CSS class names (change on every build)
DOM hierarchy (changes on every redesign)
data-* attributes (change as the frontend team decides)

Bottom line: don’t try to identify elements by name — identify them by behavior. Article links behave differently from navigation links in measurable ways (URL length, clustering, title), and those properties are inherent to what the element IS, not to how it was implemented.

The Reliability Hierarchy

After hours of banging my head, a hierarchy of data sources became obvious:

Source	Reliability	Latency	Maintenance
Official API (JSON)	High	~200ms	Low
RSS/Atom feed	High	~300ms	Low
Server-rendered HTML	Medium	~500ms	Medium
SPA with headless browser	Low-Medium	~5s	High
Site with active anti-bot	Low	~8s+	Very high

The rule: always prefer the simplest source that works. If the site has RSS, use RSS. If it has an API, use the API. Only go to the headless browser when there’s no alternative.
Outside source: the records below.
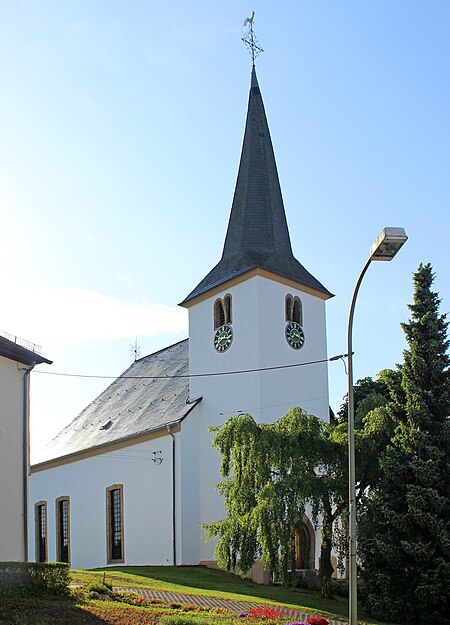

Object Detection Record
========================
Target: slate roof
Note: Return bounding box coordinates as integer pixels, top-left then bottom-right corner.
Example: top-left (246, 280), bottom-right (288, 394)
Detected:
top-left (181, 67), bottom-right (332, 305)
top-left (36, 339), bottom-right (198, 463)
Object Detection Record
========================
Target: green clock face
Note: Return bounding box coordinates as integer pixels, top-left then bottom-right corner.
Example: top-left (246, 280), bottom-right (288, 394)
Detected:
top-left (286, 321), bottom-right (305, 349)
top-left (214, 324), bottom-right (233, 352)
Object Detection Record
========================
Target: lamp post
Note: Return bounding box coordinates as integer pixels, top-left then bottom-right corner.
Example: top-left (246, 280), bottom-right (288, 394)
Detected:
top-left (347, 228), bottom-right (408, 625)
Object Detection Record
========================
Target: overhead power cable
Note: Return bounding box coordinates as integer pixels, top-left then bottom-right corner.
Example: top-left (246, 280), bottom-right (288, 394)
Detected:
top-left (34, 354), bottom-right (348, 380)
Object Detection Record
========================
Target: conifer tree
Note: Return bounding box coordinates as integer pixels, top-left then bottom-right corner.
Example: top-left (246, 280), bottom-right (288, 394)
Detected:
top-left (359, 265), bottom-right (450, 624)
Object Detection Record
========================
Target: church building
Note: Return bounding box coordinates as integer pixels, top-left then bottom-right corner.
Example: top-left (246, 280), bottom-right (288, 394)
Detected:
top-left (29, 66), bottom-right (332, 569)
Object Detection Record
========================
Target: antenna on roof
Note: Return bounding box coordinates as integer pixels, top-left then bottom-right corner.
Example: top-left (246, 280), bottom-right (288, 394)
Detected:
top-left (130, 337), bottom-right (141, 362)
top-left (241, 11), bottom-right (264, 67)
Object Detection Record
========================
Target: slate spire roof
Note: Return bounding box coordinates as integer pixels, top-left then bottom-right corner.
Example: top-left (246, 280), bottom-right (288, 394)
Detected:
top-left (181, 66), bottom-right (331, 305)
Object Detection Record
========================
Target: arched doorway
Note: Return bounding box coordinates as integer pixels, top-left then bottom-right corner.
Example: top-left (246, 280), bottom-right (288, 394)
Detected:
top-left (295, 517), bottom-right (315, 570)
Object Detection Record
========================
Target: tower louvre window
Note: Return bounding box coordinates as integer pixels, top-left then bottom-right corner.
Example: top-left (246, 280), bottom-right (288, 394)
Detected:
top-left (214, 295), bottom-right (232, 330)
top-left (286, 293), bottom-right (303, 326)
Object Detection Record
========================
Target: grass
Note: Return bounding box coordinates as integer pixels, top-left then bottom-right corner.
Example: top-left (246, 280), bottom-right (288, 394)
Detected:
top-left (72, 566), bottom-right (394, 625)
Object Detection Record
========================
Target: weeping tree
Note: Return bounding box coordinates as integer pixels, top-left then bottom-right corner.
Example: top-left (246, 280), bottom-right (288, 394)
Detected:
top-left (206, 408), bottom-right (345, 596)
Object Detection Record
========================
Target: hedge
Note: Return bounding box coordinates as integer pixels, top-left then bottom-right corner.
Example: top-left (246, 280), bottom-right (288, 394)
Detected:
top-left (0, 562), bottom-right (70, 597)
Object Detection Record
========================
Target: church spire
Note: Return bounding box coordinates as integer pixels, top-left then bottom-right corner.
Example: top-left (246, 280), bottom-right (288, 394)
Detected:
top-left (182, 65), bottom-right (331, 305)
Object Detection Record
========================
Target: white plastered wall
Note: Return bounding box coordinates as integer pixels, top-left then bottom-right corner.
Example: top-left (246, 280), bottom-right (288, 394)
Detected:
top-left (0, 356), bottom-right (25, 561)
top-left (29, 434), bottom-right (179, 568)
top-left (182, 276), bottom-right (329, 563)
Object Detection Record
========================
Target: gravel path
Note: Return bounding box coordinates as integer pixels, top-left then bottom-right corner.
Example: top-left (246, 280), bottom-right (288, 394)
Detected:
top-left (114, 586), bottom-right (345, 625)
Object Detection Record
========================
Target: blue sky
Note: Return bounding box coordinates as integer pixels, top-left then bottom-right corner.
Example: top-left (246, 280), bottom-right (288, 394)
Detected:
top-left (0, 0), bottom-right (450, 458)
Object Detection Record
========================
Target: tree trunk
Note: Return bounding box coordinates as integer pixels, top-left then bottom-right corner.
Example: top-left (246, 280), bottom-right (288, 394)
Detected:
top-left (319, 497), bottom-right (333, 599)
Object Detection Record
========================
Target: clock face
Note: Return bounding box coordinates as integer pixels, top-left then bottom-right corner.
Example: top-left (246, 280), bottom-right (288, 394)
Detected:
top-left (286, 321), bottom-right (305, 349)
top-left (214, 324), bottom-right (233, 352)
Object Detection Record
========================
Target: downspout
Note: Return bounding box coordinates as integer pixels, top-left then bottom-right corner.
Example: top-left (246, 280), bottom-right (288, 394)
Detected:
top-left (22, 362), bottom-right (36, 562)
top-left (166, 425), bottom-right (177, 566)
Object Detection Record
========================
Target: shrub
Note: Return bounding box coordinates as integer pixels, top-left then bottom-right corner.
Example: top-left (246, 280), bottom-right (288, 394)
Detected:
top-left (0, 562), bottom-right (70, 597)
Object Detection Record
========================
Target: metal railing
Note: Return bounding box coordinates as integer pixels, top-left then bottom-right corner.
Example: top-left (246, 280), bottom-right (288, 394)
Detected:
top-left (0, 330), bottom-right (42, 354)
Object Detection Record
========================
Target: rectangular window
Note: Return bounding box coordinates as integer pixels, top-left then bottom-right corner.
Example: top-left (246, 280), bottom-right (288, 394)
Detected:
top-left (56, 497), bottom-right (70, 563)
top-left (34, 501), bottom-right (47, 562)
top-left (106, 484), bottom-right (124, 562)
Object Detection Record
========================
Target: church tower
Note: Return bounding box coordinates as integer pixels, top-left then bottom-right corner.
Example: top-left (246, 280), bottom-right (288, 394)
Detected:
top-left (181, 66), bottom-right (332, 562)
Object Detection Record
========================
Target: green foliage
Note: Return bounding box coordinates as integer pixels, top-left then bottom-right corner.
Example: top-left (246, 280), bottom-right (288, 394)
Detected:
top-left (359, 265), bottom-right (450, 623)
top-left (206, 408), bottom-right (335, 584)
top-left (0, 562), bottom-right (70, 597)
top-left (336, 375), bottom-right (389, 429)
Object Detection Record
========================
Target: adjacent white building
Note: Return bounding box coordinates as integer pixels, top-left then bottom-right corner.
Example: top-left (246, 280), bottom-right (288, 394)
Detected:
top-left (29, 68), bottom-right (331, 568)
top-left (0, 335), bottom-right (51, 561)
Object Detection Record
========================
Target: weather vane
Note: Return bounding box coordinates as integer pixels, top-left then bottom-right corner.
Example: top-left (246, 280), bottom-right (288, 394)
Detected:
top-left (130, 337), bottom-right (141, 362)
top-left (241, 11), bottom-right (264, 66)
In the project, the distribution ended up like this:

Simple HTTP (Net::HTTP or HTTParty):

Google News RSS (Reuters world headlines)
Hacker News RSS (top stories)
HackerNoon RSS (top stories)
dev.to API (trending articles)
Jikan API (anime rankings)
YouTube Data API (videos)
Yahoo Finance news RSS

Headless browser (StealthBrowser + Ferrum):

Morningstar (SPA + dynamic components)
Yahoo Finance charts (TLS fingerprinting + crumb auth)
FinViz market map (canvas rendering)
Generic reader articles (any URL could be an SPA)
Hindenburg Research (JavaScript-rendered)
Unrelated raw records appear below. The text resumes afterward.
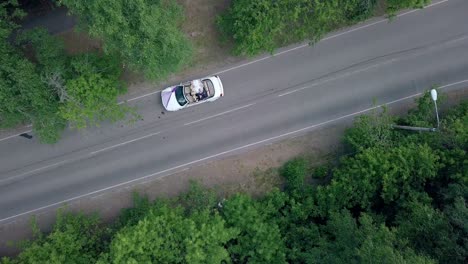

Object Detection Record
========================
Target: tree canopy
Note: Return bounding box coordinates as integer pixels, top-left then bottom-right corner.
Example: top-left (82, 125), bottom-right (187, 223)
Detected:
top-left (3, 90), bottom-right (468, 264)
top-left (60, 0), bottom-right (192, 79)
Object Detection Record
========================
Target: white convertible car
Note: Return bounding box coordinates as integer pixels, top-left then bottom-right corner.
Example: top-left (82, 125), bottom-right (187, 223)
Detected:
top-left (161, 76), bottom-right (224, 111)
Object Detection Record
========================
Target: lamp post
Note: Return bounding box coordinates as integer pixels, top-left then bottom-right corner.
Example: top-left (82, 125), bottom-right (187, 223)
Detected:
top-left (431, 89), bottom-right (440, 128)
top-left (392, 89), bottom-right (440, 132)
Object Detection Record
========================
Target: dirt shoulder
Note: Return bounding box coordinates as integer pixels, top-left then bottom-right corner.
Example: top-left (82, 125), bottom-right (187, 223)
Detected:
top-left (0, 89), bottom-right (468, 256)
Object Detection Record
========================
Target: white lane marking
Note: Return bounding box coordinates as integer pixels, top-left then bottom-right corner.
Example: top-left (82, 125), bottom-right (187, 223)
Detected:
top-left (214, 0), bottom-right (449, 75)
top-left (436, 80), bottom-right (468, 89)
top-left (119, 90), bottom-right (161, 104)
top-left (184, 103), bottom-right (255, 126)
top-left (0, 80), bottom-right (468, 223)
top-left (89, 131), bottom-right (161, 155)
top-left (0, 130), bottom-right (32, 141)
top-left (278, 59), bottom-right (397, 97)
top-left (0, 159), bottom-right (73, 183)
top-left (0, 0), bottom-right (449, 141)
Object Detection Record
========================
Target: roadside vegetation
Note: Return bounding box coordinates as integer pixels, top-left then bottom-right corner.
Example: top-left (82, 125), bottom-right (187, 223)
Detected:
top-left (2, 91), bottom-right (468, 264)
top-left (217, 0), bottom-right (430, 56)
top-left (0, 0), bottom-right (188, 143)
top-left (0, 0), bottom-right (429, 143)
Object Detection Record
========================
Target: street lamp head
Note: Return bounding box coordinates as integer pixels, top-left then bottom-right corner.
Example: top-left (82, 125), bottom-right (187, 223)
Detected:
top-left (431, 89), bottom-right (437, 102)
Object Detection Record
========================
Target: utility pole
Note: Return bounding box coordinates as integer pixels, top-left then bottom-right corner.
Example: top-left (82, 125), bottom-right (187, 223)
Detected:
top-left (392, 89), bottom-right (440, 132)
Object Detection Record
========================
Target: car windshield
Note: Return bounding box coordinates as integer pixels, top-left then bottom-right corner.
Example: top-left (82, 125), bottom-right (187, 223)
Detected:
top-left (175, 86), bottom-right (187, 106)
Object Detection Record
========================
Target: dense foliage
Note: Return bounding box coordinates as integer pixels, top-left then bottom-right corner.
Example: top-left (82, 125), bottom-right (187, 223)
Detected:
top-left (3, 90), bottom-right (468, 263)
top-left (0, 1), bottom-right (135, 143)
top-left (0, 1), bottom-right (65, 142)
top-left (218, 0), bottom-right (430, 55)
top-left (60, 0), bottom-right (192, 79)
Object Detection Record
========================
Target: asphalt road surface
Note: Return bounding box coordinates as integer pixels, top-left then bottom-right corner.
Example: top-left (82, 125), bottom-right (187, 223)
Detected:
top-left (0, 0), bottom-right (468, 223)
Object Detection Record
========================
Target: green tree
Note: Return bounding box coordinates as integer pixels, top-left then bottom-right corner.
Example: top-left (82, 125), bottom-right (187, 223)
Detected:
top-left (258, 189), bottom-right (319, 263)
top-left (0, 1), bottom-right (65, 143)
top-left (17, 211), bottom-right (107, 264)
top-left (222, 194), bottom-right (285, 263)
top-left (397, 202), bottom-right (466, 263)
top-left (317, 144), bottom-right (440, 215)
top-left (344, 108), bottom-right (396, 152)
top-left (98, 203), bottom-right (236, 263)
top-left (311, 211), bottom-right (435, 264)
top-left (217, 0), bottom-right (376, 56)
top-left (281, 158), bottom-right (309, 192)
top-left (60, 0), bottom-right (192, 79)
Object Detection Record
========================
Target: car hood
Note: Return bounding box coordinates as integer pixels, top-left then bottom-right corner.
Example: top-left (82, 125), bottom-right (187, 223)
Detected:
top-left (161, 86), bottom-right (181, 111)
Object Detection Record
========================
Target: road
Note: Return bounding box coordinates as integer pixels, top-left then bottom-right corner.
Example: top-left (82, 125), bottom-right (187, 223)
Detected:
top-left (0, 0), bottom-right (468, 223)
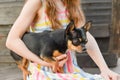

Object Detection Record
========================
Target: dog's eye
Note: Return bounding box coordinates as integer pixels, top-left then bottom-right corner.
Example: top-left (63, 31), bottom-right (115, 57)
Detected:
top-left (72, 39), bottom-right (80, 46)
top-left (79, 38), bottom-right (82, 42)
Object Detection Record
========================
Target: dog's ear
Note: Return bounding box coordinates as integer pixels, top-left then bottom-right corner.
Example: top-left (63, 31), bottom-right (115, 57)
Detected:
top-left (65, 20), bottom-right (75, 34)
top-left (83, 21), bottom-right (92, 32)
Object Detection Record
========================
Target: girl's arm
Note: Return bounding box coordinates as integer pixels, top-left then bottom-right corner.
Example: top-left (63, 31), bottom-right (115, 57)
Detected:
top-left (6, 0), bottom-right (50, 66)
top-left (86, 32), bottom-right (120, 80)
top-left (86, 32), bottom-right (108, 71)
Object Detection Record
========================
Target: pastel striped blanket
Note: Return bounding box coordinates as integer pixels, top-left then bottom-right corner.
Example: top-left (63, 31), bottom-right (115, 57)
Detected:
top-left (27, 51), bottom-right (104, 80)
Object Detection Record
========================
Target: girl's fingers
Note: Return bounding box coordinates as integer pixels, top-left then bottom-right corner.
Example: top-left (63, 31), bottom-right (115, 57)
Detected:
top-left (59, 57), bottom-right (68, 67)
top-left (56, 54), bottom-right (67, 61)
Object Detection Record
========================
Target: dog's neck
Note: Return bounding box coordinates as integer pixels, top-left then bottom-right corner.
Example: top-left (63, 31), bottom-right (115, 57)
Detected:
top-left (51, 29), bottom-right (67, 53)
In other words: most data sources work without a browser. The browser is needed for a handful of problem sites — but those sites are the ones that cause the most trouble.

The Real Cost

Let’s be practical about what “packing a Chrome” means:

Docker image: +300MB. Chromium and its dependencies (fonts, graphics libs, sandbox) are huge. In an optimized Dockerfile with multi-stage build:

# Install Chromium and minimal dependencies
RUN apt-get install -y chromium fonts-liberation libnss3 libatk-bridge2.0-0 \
    libdrm2 libxkbcommon0 libgbm1

Memory: Each Chromium instance consumes 200-400MB of RAM. If you have 3 parallel workers, that’s 1.2GB just for browsers. On a 2GB VPS, that’s 60% of the memory.
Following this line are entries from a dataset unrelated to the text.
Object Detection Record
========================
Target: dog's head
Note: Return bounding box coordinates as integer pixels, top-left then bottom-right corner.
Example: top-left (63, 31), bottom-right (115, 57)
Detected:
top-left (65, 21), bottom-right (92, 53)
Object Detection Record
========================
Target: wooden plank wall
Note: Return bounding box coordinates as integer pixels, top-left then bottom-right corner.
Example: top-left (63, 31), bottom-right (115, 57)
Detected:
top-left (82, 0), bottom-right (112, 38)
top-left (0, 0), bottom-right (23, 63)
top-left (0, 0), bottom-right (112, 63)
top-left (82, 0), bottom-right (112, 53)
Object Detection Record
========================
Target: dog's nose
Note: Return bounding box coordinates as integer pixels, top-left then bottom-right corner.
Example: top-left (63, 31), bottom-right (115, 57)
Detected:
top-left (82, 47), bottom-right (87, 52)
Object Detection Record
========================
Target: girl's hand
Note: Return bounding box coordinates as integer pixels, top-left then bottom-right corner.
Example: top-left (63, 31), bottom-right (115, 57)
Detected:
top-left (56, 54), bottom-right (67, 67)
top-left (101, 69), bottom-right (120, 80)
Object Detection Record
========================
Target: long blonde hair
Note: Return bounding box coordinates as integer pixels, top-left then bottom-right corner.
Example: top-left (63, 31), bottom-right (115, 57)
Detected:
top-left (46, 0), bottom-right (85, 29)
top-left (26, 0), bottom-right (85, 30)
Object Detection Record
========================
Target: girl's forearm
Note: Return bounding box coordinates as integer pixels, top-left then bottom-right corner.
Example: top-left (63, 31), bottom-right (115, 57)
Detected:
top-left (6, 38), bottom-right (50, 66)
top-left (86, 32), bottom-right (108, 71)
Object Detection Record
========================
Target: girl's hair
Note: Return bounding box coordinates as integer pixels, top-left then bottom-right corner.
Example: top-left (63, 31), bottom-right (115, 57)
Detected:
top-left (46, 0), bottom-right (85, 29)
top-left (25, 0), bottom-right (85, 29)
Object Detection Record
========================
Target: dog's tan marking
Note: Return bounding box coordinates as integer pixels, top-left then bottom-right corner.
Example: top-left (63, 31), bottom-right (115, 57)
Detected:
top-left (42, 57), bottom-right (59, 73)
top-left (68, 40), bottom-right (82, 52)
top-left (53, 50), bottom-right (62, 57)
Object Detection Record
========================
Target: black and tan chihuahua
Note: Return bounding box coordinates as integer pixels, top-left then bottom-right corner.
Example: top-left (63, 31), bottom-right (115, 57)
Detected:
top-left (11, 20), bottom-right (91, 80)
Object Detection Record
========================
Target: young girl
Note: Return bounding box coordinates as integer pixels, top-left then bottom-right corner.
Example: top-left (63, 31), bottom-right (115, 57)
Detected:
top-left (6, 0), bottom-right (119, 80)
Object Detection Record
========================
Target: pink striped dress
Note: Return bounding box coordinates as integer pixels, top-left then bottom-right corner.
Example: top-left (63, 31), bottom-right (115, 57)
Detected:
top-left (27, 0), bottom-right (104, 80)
Latency: A page that takes 200ms via HTTP takes 3-8 seconds via headless browser (process boot, navigation, JS execution, network idle). For 10 data sources, that’s 30-80 seconds instead of 2.

Stability: Chromium can crash, hang, or leak memory. A 30-second timeout with cleanup in ensure is mandatory:

def self.fetch(url, name:)
  browser = create(name: name)
  browser.go_to(url)
  yield browser
ensure
  browser&.quit  # ALWAYS quit, even on exception
end

If you don’t quit, the Chromium process stays hanging around burning CPU and memory. I’ve had a server with 15 zombie Chrome processes eating 3GB of RAM because an ensure was missing.

The Future (Or: It’s Going to Get Worse)

The trend is clear: sites are getting harder to access programmatically. Every quarter, the DataDomes and Cloudflares of the world add new detection techniques. Headless Chrome gets more similar to real Chrome — but the detectors keep up.

The web that was born open and machine-readable is becoming a walled garden. Even RSS, which is trivial to implement and useful to everyone, is being abandoned by many sites — because they don’t want their data read outside the context (and the ads) of the original site.

For anyone building systems that aggregate information, the playbook is:

Use APIs and feeds whenever they exist. More stable, faster, more respectful
Keep a stealth browser for SPAs that have no alternative
Never hardcode CSS selectors. Sites with CSS-in-JS change class names on every deploy. Identify elements by structural properties (URL length, clustering, title size) that survive redesigns
Detect blocks and fail gracefully — og:description as fallback, title extracted from the URL as a last resort
Never depend on a single access method. The site that works today may block tomorrow
Accept that some sites are inaccessible. If DataDome won’t allow it, the data will have to come from another source

The web in 2026 is a battlefield between those who want to read and those who want to control the reading. But in the long run, the creativity of those who want to access data wins — but it costs more effort every year. And, contrary to what I thought at the beginning: it’s never simple.